Riding along through the mountains of Pennsylvania at sunset, I notice that the scenery passes with a certain amount of intimacy that I never really thought of before. There is so much that you can see from a train window that you can’t from a car window and certainly not an airplane. It’s like seeing lost nooks and crannies of creation that are only really seen when they are “looked” at.

Part of my trip was spent watching a movie on my computer or reading, but as the sun began to take on a golden hue and the trees began to dapple the hillsides and rocks beside the tracks, I suddenly found myself compelled to search the scene outside my window for something…what? I don’t know. But what I saw made me feel one with the scenery.

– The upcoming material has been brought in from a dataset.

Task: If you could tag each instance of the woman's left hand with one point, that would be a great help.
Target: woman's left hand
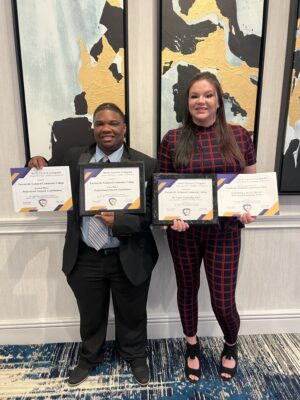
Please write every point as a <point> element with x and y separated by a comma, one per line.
<point>246,218</point>
<point>107,217</point>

I saw a river running beside the tracks. At some bends, a clear stream rippling over rocks in miniature rapids. At other stretches, a muddy, slow-moving slag of mud that couldn’t reflect the trees even at the height of the sun. I saw little league baseball being played at the small town park and I could almost feel the pride of community coming together on the coach-pitch field while the littlest ones dug their grubby fingers into packets of M&Ms. I saw a levy half dry, factories abandoned in piles of bricks and rebar. Shoots and conveyors stretched across the tracks from the cliff face on the left to the plant on the right. Soaring bridges of modern engineering meant to connect these small towns with the rest of the world.

How easy it would to be able to close the curtains in the coach and shut out the world? How easy would it be to ignore the “wrong side of the tracks?” The abandoned houses, the rotting vehicles, the crumbling factories. How easy would it be to turn my head from the window and only look when the purple blossoms on the hillside or the swaying leaves of the summer lush trees appear? But, I am part of this world. I am part of this creation that has been divinely formed and humanly corrupted, this marvel of brilliant innovation and ruthless natural selection. How can I not look? Here is a soaring steeple reaching to heaven, cross at the pinnacle. Here is a teenage mother, pushing her baby to the local market, learning how to nurture “on the job.”

It’s all part of the world. It’s all part of creation. It’s all part of the Kingdom of God. As a resident, I have a role to play. Perhaps it is to look out the window and “see.” Then, to live as if I have “seen.”